There is a systemd-udevd event being triggered, which ModemManager picks up on, scans all ports, and drops the modem. Is that full rescan in ModemManager what you see also, but your modem doesn’t get released?
I got debug logs out of ModemManager like so: mount -o remount,rw /
vi /etc/systemd/system/dbus-org.freedesktop.ModemManager1.service
# change ExecStart line to: ExecStart=/usr/sbin/ModemManager --log-level=debug
@liammonahan, yeah my modem doesn’t seem to ever get released. This is really strange. Could you try a really simple base image, not one of the resin.io ones (we add some additional udevd stuff in the container), perhaps if you can try push a simple Dockerfile like:
FROM armhf/busybox
CMD ["echo", "hello"]
That container shouldn’t do anything with udev or anything at all really. if it still disconnect with this, then we will know its an issue in the hostOS, but if this container works fine, then we will know its some weird interaction within the entry point of the resin.io base images.
@liammonahan thats interesting, now we are getting somewhere. It seems like something in our base image entrypoint that is causing the modem to be killed. This entry.sh is the entrypoint script for most of our base images. Perhaps @petrosagg or @nghiant2710 know what processes would be sending a signal to kill the modem?
I’m able to reproduce this and think I have it at least somewhat narrowed down.
If I use resin/raspberrypi3-node (which is an older image) as my base image I do not see this issue. The CDMA connection is disabled after a push but re-enables properly when the new image starts up. If I switch to resin/raspberry-pi3-node and do a push, the CDMA connection goes down but I get the same error you were seeing when it tries to come back up, and the modem has to be unplugged and plugged back in before the connection will resume. Both of these are with ENV INITSYSTEM on.
Interestingly, if I turn off systemd (ENV INITSYSTEM off) then I see different behavior: resin/raspberry-pi3-node without systemd never deactivates the CDMA connection for me and works for both images.
@liammonahan, can you try this using resin/raspberrypi3-node (or resin/raspberrypi3-python) as a base image and see if the connection resumes after a push or container restart?
Thanks for all the assistance tracking this. Using the alternate base image (resin/raspberrypi3-python) I have no issues when the container restarts. I am having trouble with it surviving a reboot, though.
@mccollam Have you heard anything from the folks that might have the best working knowledge of changes to the entrypoint’s handling of udev in the most recent base images?
@liammonahan I was just looking back into this last night. The mmcli command that @annymsMthd suggested didn’t seem to work reliably for me. But @nghiant2710 has been trying out various changes to the base images to narrow down what is causing this. It appears to be an interaction with systemd and either dbus or possibly udev on these images.

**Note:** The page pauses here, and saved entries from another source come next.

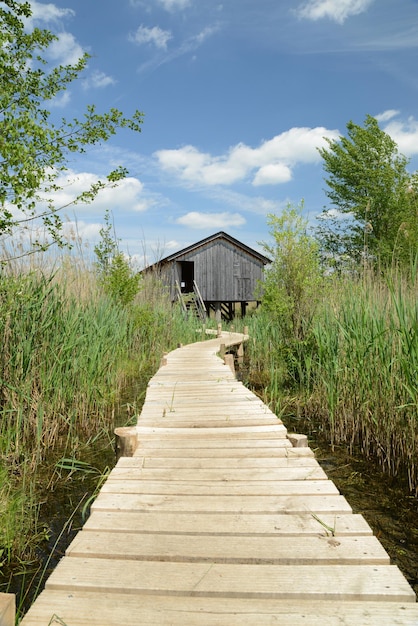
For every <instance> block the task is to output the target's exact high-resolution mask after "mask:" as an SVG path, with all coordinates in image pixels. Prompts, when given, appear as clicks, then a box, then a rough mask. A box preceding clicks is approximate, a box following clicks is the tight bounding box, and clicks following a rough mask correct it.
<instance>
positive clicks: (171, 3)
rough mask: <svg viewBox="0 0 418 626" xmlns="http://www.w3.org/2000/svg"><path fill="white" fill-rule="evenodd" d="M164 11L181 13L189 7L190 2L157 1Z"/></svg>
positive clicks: (172, 0) (164, 0) (183, 0)
mask: <svg viewBox="0 0 418 626" xmlns="http://www.w3.org/2000/svg"><path fill="white" fill-rule="evenodd" d="M159 3H160V4H161V5H162V6H163V7H164V9H165V10H166V11H177V10H179V11H182V10H183V9H186V8H187V7H188V6H190V5H191V0H159Z"/></svg>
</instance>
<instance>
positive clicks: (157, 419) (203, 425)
mask: <svg viewBox="0 0 418 626" xmlns="http://www.w3.org/2000/svg"><path fill="white" fill-rule="evenodd" d="M212 415H213V414H212ZM212 415H210V416H208V415H207V414H206V416H205V418H204V419H203V418H202V417H195V416H194V415H193V416H192V417H191V418H187V417H186V416H184V413H183V411H182V414H181V416H180V417H178V418H176V419H173V417H172V415H171V414H168V415H167V416H166V417H160V416H159V417H158V418H154V419H142V417H141V419H140V420H139V421H138V426H140V427H144V426H148V427H149V426H152V427H156V428H161V427H165V428H225V427H226V426H234V427H241V426H273V425H276V424H280V421H279V420H278V419H277V417H273V418H270V417H250V418H247V417H235V416H234V417H229V416H227V415H225V410H224V411H223V414H222V415H219V416H212Z"/></svg>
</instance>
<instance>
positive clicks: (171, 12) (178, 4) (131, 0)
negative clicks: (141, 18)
mask: <svg viewBox="0 0 418 626" xmlns="http://www.w3.org/2000/svg"><path fill="white" fill-rule="evenodd" d="M156 1H157V3H158V4H159V5H160V6H162V7H163V9H165V10H166V11H169V12H170V13H172V12H174V11H183V10H184V9H186V8H187V7H189V6H190V5H191V4H192V0H156ZM129 4H130V5H131V6H133V7H141V8H143V9H147V10H149V8H150V7H149V4H150V3H149V0H148V1H144V0H129Z"/></svg>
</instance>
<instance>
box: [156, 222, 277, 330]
mask: <svg viewBox="0 0 418 626" xmlns="http://www.w3.org/2000/svg"><path fill="white" fill-rule="evenodd" d="M267 263H270V259H268V258H267V257H265V256H264V255H263V254H260V252H257V251H256V250H253V249H252V248H250V247H248V246H247V245H245V244H244V243H241V242H240V241H238V240H237V239H234V237H231V236H230V235H227V234H226V233H224V232H219V233H216V234H214V235H212V236H210V237H206V238H205V239H202V240H201V241H198V242H197V243H194V244H192V245H190V246H188V247H187V248H184V249H183V250H179V251H178V252H175V253H174V254H171V255H169V256H167V257H165V258H164V259H161V261H159V262H158V263H156V264H155V265H153V266H152V269H154V270H157V271H158V273H159V275H160V277H161V279H162V280H163V282H164V283H165V284H166V285H167V286H168V287H169V288H170V294H171V299H172V301H173V302H174V301H175V300H177V299H185V300H187V296H189V302H194V303H195V302H196V301H197V302H198V304H199V305H200V308H201V310H203V311H204V313H205V314H206V315H209V314H210V312H211V311H214V312H215V315H216V317H217V319H219V320H220V319H221V318H225V319H231V318H232V317H233V316H234V314H235V311H236V306H237V305H238V306H240V307H241V314H242V315H245V311H246V307H247V305H248V303H250V302H256V301H257V291H256V290H257V285H258V283H259V281H261V280H262V279H263V268H264V266H265V265H266V264H267ZM149 269H151V268H149Z"/></svg>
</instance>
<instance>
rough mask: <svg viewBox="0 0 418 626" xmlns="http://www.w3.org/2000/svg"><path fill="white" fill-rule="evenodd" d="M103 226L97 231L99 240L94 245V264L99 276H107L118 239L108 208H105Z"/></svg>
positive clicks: (111, 262) (117, 247) (117, 241)
mask: <svg viewBox="0 0 418 626" xmlns="http://www.w3.org/2000/svg"><path fill="white" fill-rule="evenodd" d="M104 222H105V223H104V226H102V228H101V229H100V231H99V234H100V241H99V243H98V244H97V245H96V246H94V253H95V255H96V259H97V260H96V262H95V266H96V269H97V271H98V274H99V276H102V277H104V276H107V275H108V273H109V270H110V267H111V264H112V258H113V257H114V256H115V254H116V253H117V252H118V240H117V239H116V233H115V226H114V224H113V222H112V218H111V215H110V211H109V209H106V212H105V216H104Z"/></svg>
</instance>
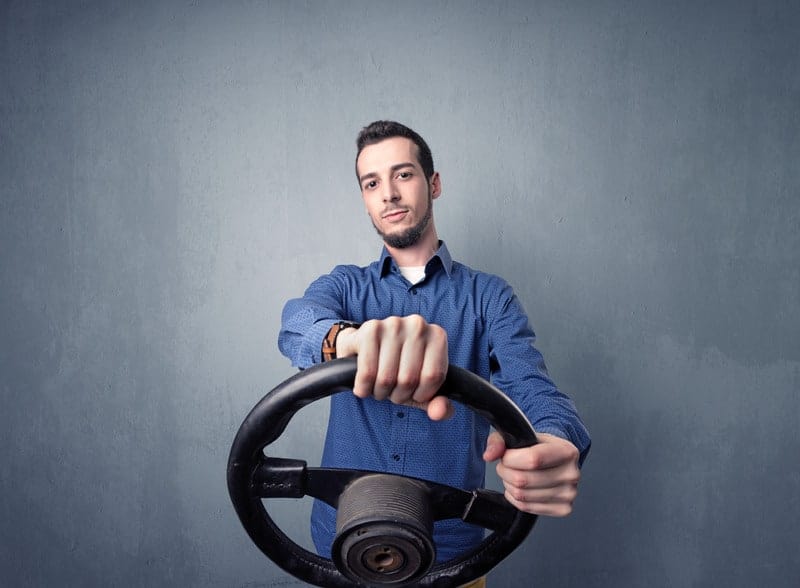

They’re actively testing some things right now so I will keep you updated as there’s more information. This is a tricky one as it seems to manifest only under specific conditions (specific hardware and images) which you’ve managed to hit dead on. Not as lucky as winning the lottery though
We have narrowed down what appears to be causing this issue. Apparently systemd is generating a config for a legacy sysvinit networking service. When the container shuts down, so does this service – and it doesn’t seem to leave all cellular modems in a good state when it does.
@petrosagg is working on a full fix for this, but in the meantime it seems that simply getting rid of that legacy service will allow the modem to come back online after a container update. To do this, just add the following somewhere before the final CMD line in your Dockerfile:
RUN rm /etc/rcS.d/S11networking
This should at least keep things humming along until we have a comprehensive fix.
It seems the udevadm trigger command is disconnecting the PPP interfaces when it replays the events at container startup, and some modems don’t handle the reconnect very well at all. We are looking for a nice way around this, but for now this is the recommended way forward.
That however, does not seem to fix the problem for resin/intel-nuc-debian. I have copied the entry.sh file, removed mentioned line, and still after update or reboot modem is not being detected / connected.
When I log in into host os and run mmcli --scan-modems as mentioned by @annymsMthd modem is detected fine and works ok.
journal -u NetworkManager
after reboot + running mmcli --scan-modems
Is there a way to keep the modem discovery going? And ask it to keep reconnecting? It is warring problem to have device on production stop responding.